Abrí los ojos. Debía de ser muy tarde y yo no quería salir de la cama. No tenía sueño, ni mucho menos, pero aquel día no me apetecía enfrentarme al mundo. Buenos días. Me quedé tumbada en la cama, de lado, mirando hacia la pared mal pintada y desconchada que me recordaba en cada noche que el tiempo, como todo, también pasa, y se agrieta, y se despedaza. Mi cuerpo permanecía casi inmóvil, relajado, mi respiración era lenta y mis labios conscientes de cada bocanada de aire -recalentado por lo cerrado de la habitación-. Mis ojos estaban abiertos, aunque a ratos los cerraba sumiéndolos en una total oscuridad como para mirarme hacia dentro, y luego los abría de nuevo y volvía a la misma pared de siempre. Sentía que el tiempo pasaba por detrás de mí, que me rozaba la espalda suavemente y que hoy, por primera vez, permitía que yo permaneciera ajena a él. Pero el tiempo nunca para y yo lo sabía. Aunque había quitado todos los relojes de la habitación para no oír aquel frenético y estremecedor tic-tac, notaba los segundos clavándose en mi nuca. Pero hoy no quería existir. Me pregunté si estaba triste y dejé pasar unos segundos –unos minutos, tal vez. No hay prisa- antes de ponerme a pensar cómo me sentía.

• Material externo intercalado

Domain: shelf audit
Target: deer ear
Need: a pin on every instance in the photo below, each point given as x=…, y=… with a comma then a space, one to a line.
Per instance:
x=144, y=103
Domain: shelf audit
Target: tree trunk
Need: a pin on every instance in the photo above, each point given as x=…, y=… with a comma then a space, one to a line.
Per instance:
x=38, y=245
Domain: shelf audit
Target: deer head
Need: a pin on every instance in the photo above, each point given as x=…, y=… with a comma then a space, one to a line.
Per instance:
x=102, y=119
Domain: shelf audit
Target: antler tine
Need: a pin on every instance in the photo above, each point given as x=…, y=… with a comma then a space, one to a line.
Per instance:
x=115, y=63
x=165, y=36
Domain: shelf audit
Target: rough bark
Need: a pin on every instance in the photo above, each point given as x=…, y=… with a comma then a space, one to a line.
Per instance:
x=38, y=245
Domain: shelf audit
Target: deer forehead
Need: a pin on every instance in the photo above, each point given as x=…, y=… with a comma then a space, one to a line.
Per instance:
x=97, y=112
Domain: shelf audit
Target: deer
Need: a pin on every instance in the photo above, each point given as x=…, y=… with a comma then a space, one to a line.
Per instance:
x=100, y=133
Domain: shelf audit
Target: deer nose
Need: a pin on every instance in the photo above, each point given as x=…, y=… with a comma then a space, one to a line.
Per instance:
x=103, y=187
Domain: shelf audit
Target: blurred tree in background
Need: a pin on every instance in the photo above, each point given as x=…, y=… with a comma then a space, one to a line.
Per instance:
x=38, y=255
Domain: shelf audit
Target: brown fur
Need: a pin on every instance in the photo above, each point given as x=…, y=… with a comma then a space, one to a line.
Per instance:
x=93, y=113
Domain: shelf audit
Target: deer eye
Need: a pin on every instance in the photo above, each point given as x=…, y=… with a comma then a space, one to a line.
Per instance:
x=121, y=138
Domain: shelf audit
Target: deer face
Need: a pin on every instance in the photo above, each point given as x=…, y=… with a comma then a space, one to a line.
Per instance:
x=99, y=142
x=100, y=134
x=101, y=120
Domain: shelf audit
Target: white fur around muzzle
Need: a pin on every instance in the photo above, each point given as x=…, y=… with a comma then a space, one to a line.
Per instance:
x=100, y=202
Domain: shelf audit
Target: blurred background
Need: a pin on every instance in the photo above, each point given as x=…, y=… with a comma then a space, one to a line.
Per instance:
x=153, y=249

Me daba pereza analizarme, me daba miedo preguntarme el por qué de esa desidia que hoy se había pegado a mis pies. No. No estaba triste. O sí. Quién sabe, qué importa. Quizás no era que yo no quisiera ver al mundo, quizás era el mundo el que no me quería ver a mí. Intenté mantener mi cabeza relajada, la película de mi vida en pausa y mi cerebro atado para no recordar, preguntar ni prever nada. Pero eso no era posible cuando alcanzaba tal grado de conciencia, y mi mente empezó a maquinar. Me dibujó todo aquello que pudo haber sido y nunca fue porque al mundo entero le faltaba la ilusión por vivir. Y porque, después de tanto tiempo, ese gran mecanismo de ruido y velocidad me había quitado a mí también esas ganas que todo niño tiene al nacer. Tal vez hoy me sentía más sola que nunca, quizás hoy no habría abrazo capaz de despojarme de ese dolor tan profundo e irremediable. Y ni siquiera podía llorar. Odiaba la sensación de vacío que se creaba dentro de mí cuando la tristeza era tan y tan grande que no alcanzaba a derramar ni una sola lágrima, porque incluso mi subconsciente sabía que el llorar me aliviaría y hoy el tiempo no lo quería permitir.

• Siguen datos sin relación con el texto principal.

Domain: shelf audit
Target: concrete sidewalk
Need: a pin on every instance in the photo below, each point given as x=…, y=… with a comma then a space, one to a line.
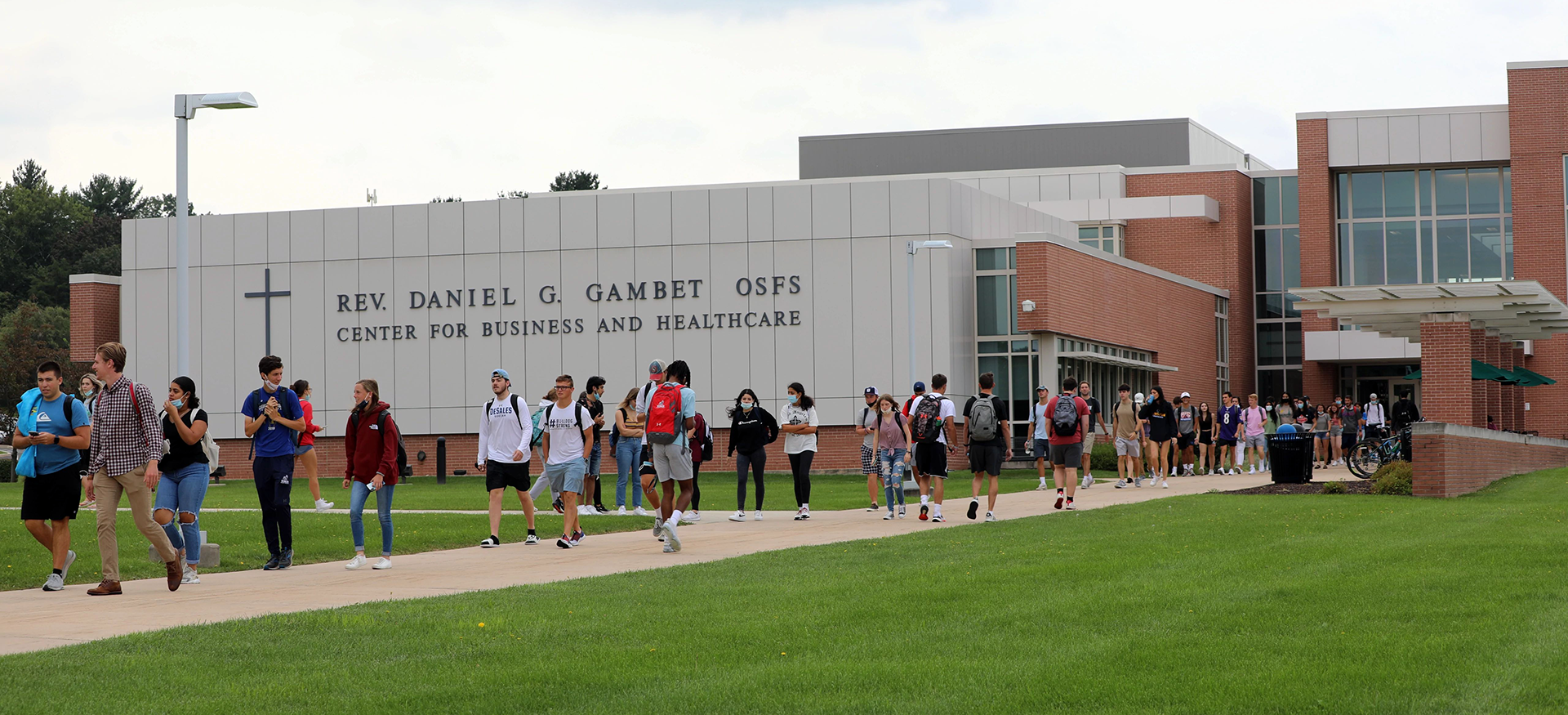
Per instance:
x=37, y=619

Cerré los ojos para volverme a dormir porque, aunque seguía sin tener sueño y el sol hacía horas que había empezado a latir, necesitaba relajar de nuevo cada músculo de mi cuerpo y desconectar mis pensamientos para poder enfrentarme a aquel día que, inexplicablemente, se había vuelto tan difícil. Aunque sabía, en mi fuero más interno, que no tenía más rival que yo misma, que aquel día no era distinto al resto, que aquel reloj no gritaba más que ayer y que esa pared no era más fría de lo que había sido hasta ahora. En realidad ese día sólo era distinto porque yo lo había decidido así, porque había dejado de ignorar a mis pensamientos, porque hoy, irremediablemente, me había dado cuenta de lo frágil que era todo. Y la recordé a ella y me encogí y cubrí mi cuerpo entero y me sentí como aquella niña indefensa que una vez se sintió tan sola que quiso morir. Y, por fin, sin sospecharlo, rompí a llorar. Mordí la almohada como cuando tenía dieciséis años y quería gritar hasta romper mis cuerdas vocales y al fin, después de unos largos minutos, caí agotada. Cerré los ojos empapados de dolor y me supliqué a mi misma dormir unas horas más.
Poco a poco los sollozos se hicieron cada vez más pequeños, la respiración recuperó su ritmo natural y noté como mi garganta se iba abriendo para dejar paso, otra vez, a ese aire caliente y pesado. Buenos días.